Sami Kohen

Sami Kohen

skohen@milliyet.com.tr

Tüm Yazıları
Haberin Devamı


Geçen cuma günü Nepal'in başkenti Katmandu'da yapılan bölgesel zirvede, Pakistan Cumhurbaşkanı Pervez Müşerref'in Hindistan Başbakanı Atal Bihari Vajpayee'nin yanına gidip elini sıkması, konferans salonunda büyük heyecan yaratmıştı.
Bu sürpriz jest karşısında, Hint liderinin, kronik diz ağrılarına rağmen ayağa kalkıp meslektaşını (ve de aynı zamanda rakibini) selamlaması, dünya televizyonlarına da akseden olumlu yorumlara yol açmıştı.
Zirvenin sona ermesinden önce, ekranlara bir el sıkma sahnesi daha yansıdı. İki lider "gayri resmi" kısa bir görüşmenin ardından birbirlerinin elini sıkarak, ileride daha kapsamlı bir toplantı yapmak umudu ile, Katmandu'dan ayrıldı...
* * *
BİR el sıkma ile ne değişir? Hele bu ellerin sahipleri, nerede ise ülkelerini savaşın eşiğine getirecek kadar birbirlerine karşı bir tavır içinde iseler?..
Nitekim liderler birbirlerinin elini sıkarken, Keşmir bölgesinde Hint ve Pakistan askerlerinin elleri, silahlarına sarılı duruyordu. Ve sınırda tetikler çekiliyor, askerler ölüyor, siviller kaçışıyordu...
Ama gene de, bölgesel bir konferans vesilesi ile bir araya gelen iki liderin el sıkmasının anlamı vardı. Bu, iki tarafın her şeye rağmen anlaşmazlıklarını dövüşerek değil, konuşarak halletmek istediklerini gösteriyordu.
Uluslararası sürtüşmelerde, bir el sıkma ile çözüm yolunun açıldığı çok görülmüştür.
Nitekim General Müşerref ile Vajpayee'nin el sıkma sahnesinin ardından, havayı yumuşatan, yeni umutlar yaratan bazı gelişmeler oldu...
* * *
HİNDİSTAN ile Pakistan'ı son zamanlarda birbirine düşüren olay, şiddet eylemlerinde görülen tırmanmadır. Yeni Delhi öteden beri İslamabad'ı, Keşmir bölgesindeki terörist saldırılardan sorumlu tutuyordu. 13 Aralık'ta Hint parlamentosuna karşı girişilen baskından sonra, Vajpayee daha "harbi" konuşmaya ve bölgede askeri yığınak yapmaya başladı.
Başta General Müşerref Hint iddialarını yalanlamakla yetindi. Ancak 13 Aralık saldırısından ve savaş tehlikesinin ciddi boyutlar almasından sonra, terörist örgütlere karşı harekete geçti.

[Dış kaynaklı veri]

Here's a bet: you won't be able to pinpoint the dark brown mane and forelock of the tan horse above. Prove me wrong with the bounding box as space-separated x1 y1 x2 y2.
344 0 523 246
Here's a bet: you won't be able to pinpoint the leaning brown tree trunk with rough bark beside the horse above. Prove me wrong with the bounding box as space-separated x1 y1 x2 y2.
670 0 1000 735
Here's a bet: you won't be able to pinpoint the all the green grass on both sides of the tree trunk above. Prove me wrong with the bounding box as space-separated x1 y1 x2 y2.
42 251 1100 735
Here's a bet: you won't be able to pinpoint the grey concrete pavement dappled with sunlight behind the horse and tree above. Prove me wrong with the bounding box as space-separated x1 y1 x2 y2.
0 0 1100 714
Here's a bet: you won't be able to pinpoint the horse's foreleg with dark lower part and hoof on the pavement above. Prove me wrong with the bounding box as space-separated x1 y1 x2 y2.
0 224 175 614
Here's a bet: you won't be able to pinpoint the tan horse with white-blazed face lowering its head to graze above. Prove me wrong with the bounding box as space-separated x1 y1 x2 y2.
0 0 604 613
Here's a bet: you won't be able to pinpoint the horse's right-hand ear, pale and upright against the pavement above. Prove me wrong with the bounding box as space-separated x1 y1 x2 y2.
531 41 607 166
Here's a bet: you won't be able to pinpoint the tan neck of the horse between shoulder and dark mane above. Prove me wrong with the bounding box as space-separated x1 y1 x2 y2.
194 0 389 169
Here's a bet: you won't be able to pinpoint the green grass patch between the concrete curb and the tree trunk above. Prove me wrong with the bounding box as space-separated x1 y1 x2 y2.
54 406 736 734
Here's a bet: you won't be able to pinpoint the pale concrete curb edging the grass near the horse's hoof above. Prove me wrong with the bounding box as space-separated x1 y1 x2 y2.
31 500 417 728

Bunun sonucunda 200 militan tutuklandı.
Bu hafta İslamabad'ı ziyaret eden İngiltere Başbakanı Blair şahsen, Washington'dan Başkan Bush da telefonla, General Müşerref'e mutlaka terörizme karşı net ve etkin bir tavır alması telkininde bulundu. Önceki gün Pakistan lideri, Pakistan'ın "terörizmi her şekli ile reddettiğini" beyan etti ve militan grupları saf dışı edeceği sözünü verdi.
* * *
PAKİSTAN liderinin böyle bir tavır alması, umut verici bir gelişme.
Müşerref'in ülkesi içinde, geniş bir köktendinci militan kitlenin baskısı altında bulunduğu, (hatta Taliban yanlılarının sayısının da az olmadığı) unutulmamalı. Pakistan'da çoğunluk, Keşmir için girişilen eylemleri "terörizm" değil, "direniş" veya "bağımsızlık savaşı" olarak görüyor.
Dolayısı ile Müşerref teröre başvuran örgüt veya kişilere karşı harekete geçmekle ciddi bir siyasal risk de almış oluyor.
Vajpayee Generalin bu konuda daha enerjik davranmasını beklediğini söylüyor. Ancak Müşerref'in de, halen izlediği cesur politikasını sürdürebilmek için, Hindistan'ın - ve dünyanın - kendisine anlayış ve güven göstermesini beklemeye hakkı var.